President Trump on Tuesday strode to the podium at the United Nations General Assembly in New York City to “share the extraordinary progress” the U.S. has made during his time in office. The reaction he received from the assembled world leaders wasn’t what he was expecting.
“In less than two years, my administration has accomplished more than almost any administration in the history of our country,” Trump proclaimed. There was a smattering of audible laughter from the assembled diplomats, representing 193 countries.
The president paused his prepared remarks.
“So true,” Trump said with a tight-lipped smile, adding: “Didn’t expect that reaction, but that’s OK.”

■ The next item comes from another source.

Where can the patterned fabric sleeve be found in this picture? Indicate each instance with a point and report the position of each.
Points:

More laughter and applause followed.
Trump soldiered on with a speech that seemed more suited for a campaign rally than an address to the world, touting America’s economy, stock market, his border wall and U.S. military, which he vowed would “soon be more powerful than it has ever been before.”
“The United States is a stronger, safer and a richer country than when I assumed office less than two years ago,” he said. “We are standing up for America and for the American people, and we are also standing up for the world. This is great news for our citizens and peace-loving people everywhere.”
Trump said that under his leadership, major threats to peace — including North Korea, Iran and ISIS — have been diminished.
“We believe that when nations respect the rights of their neighbors and defend the interests of their people, they can better work to secure the blessings of safety, prosperity and peace,” he said.
The peaceful message was in stark contrast to the dire one Trump offered in his first address to the U.N. General Assembly last year. In that speech, he called North Korean leader Kim Jong Un “Rocket Man” and warned that the U.S. would “have no choice but to totally destroy” the rogue nuclear nation if Kim continued on his “suicide mission.”
In his speech Tuesday, the president spoke of his “highly productive” June meetings on denuclearization with “Chairman Kim.”
“The missiles and rockets are no longer flying,” Trump said.
Later, when asked by reporters about the laughter his speech received, Trump insisted the part that drew the chuckling was meant to be funny.
“Oh, it was great,” Trump said. “That was meant to get some laughter, but it was great.”